Di sebuah galangan kapal di Prancis barat, program 10 miliar euro ini baru saja mendapat nama yang sangat disengaja.
Pada hari Rabu, Emmanuel Macron mengunjungi lokasi konstruksi Naval Group di Indre, di mana kapal induk Prancis berikutnya mulai terbentuk. Dia pergi setelah mengumumkan namanya: France Libre , setelah gerakan perlawanan Perang Dunia II yang terus bertempur ketika seluruh negara telah berhenti. Pilihannya tidak halus, dan itu tidak dimaksudkan untuk demikian.

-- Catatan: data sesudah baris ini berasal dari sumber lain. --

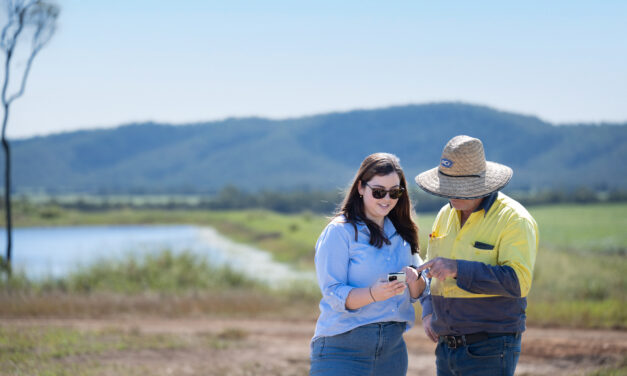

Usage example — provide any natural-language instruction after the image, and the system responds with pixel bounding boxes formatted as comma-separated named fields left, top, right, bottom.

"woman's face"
left=358, top=172, right=401, bottom=226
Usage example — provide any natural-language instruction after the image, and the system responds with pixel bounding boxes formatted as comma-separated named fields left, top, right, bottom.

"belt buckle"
left=444, top=336, right=457, bottom=349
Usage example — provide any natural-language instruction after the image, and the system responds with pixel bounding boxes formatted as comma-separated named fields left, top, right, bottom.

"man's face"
left=449, top=198, right=483, bottom=213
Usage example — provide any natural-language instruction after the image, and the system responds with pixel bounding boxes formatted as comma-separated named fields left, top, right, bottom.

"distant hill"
left=2, top=103, right=627, bottom=193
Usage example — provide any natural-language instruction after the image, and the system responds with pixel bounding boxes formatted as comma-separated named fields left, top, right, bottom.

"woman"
left=310, top=153, right=425, bottom=376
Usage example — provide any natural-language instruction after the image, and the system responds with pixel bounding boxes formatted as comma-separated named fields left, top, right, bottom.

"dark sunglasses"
left=366, top=183, right=405, bottom=200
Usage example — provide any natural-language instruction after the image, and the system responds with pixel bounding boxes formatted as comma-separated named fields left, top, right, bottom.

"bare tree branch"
left=0, top=0, right=59, bottom=276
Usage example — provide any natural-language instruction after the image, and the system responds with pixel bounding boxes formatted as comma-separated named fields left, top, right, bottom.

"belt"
left=440, top=333, right=518, bottom=349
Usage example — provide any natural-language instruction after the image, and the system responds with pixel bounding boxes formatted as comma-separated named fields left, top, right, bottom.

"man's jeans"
left=435, top=333, right=521, bottom=376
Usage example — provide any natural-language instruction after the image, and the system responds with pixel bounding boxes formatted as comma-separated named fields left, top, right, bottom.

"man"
left=416, top=136, right=538, bottom=376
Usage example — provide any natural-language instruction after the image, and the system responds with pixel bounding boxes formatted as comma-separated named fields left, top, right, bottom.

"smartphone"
left=388, top=272, right=407, bottom=295
left=388, top=272, right=406, bottom=283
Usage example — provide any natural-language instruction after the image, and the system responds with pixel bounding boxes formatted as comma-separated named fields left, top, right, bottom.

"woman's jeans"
left=435, top=333, right=520, bottom=376
left=309, top=322, right=407, bottom=376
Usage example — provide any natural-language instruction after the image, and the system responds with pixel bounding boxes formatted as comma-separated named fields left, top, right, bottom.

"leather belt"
left=440, top=333, right=518, bottom=349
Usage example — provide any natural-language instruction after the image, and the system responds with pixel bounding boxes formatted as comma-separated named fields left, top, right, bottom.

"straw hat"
left=416, top=136, right=513, bottom=199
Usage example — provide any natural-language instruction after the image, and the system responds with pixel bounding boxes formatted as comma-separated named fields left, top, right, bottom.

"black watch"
left=409, top=265, right=423, bottom=278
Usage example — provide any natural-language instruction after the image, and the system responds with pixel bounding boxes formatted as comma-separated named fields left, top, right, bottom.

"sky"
left=2, top=0, right=627, bottom=138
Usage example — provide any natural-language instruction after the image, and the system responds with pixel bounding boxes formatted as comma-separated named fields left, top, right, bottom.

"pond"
left=0, top=225, right=315, bottom=286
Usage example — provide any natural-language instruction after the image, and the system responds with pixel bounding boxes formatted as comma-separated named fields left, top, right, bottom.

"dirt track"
left=0, top=318, right=627, bottom=376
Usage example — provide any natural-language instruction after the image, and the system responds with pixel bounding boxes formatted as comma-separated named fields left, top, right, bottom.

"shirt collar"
left=475, top=191, right=499, bottom=216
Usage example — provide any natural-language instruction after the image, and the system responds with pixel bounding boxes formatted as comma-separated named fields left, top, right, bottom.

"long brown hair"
left=335, top=153, right=420, bottom=254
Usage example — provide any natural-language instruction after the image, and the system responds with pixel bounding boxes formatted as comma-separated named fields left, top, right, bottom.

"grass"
left=0, top=326, right=248, bottom=376
left=0, top=203, right=627, bottom=329
left=529, top=203, right=627, bottom=255
left=0, top=251, right=320, bottom=318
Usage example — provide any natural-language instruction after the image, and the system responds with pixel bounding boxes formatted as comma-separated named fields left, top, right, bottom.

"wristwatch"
left=409, top=265, right=423, bottom=278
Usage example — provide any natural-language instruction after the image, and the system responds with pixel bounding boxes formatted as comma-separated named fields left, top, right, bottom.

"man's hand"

Kapal itu adalah perangkat keras yang serius. Dengan panjang 310 meter, digerakkan oleh dua reaktor nuklir dan dirancang untuk membawa jet tempur dan teknologi drone canggih, itu akan menjadi kapal perang terbesar yang pernah dibangun di Eropa. Konstruksi sedang berlangsung. Uji coba laut diharapkan pada tahun 2036, dengan kapal induk mulai beroperasi penuh pada tahun 2038, ketika Charles de Gaulle, kapal andalan Prancis saat ini, akan pensiun setelah hampir empat dekade bertugas.
Seperti dilansir Reuters: "Lautan dan lautan kita adalah arena baru konflik kontemporer. Beberapa hari terakhir telah mengkonfirmasi hal ini, dan masa depan akan mengkonfirmasinya lebih lanjut," kata Emmanuel Macron, Presiden Prancis.
Program ini membawa label harga 10,2 miliar euro, dan konteks strategis memberinya bobot di luar angka. Dengan Donald Trump mendorong sekutu NATO untuk mengambil lebih banyak beban pertahanan mereka sendiri, Prancis memposisikan dirinya sebagai tulang punggung kemampuan militer Eropa. Ini adalah satu-satunya negara di Uni Eropa dengan senjata nuklir, dan salah satu dari hanya dua negara di dunia bersama Amerika Serikat dengan kapal induk bertenaga nuklir.
Washington mengoperasikan sebelas. China memiliki tiga. Eropa, untuk saat ini, memiliki Prancis. Dan Prancis memastikan itu diperhitungkan untuk sesuatu.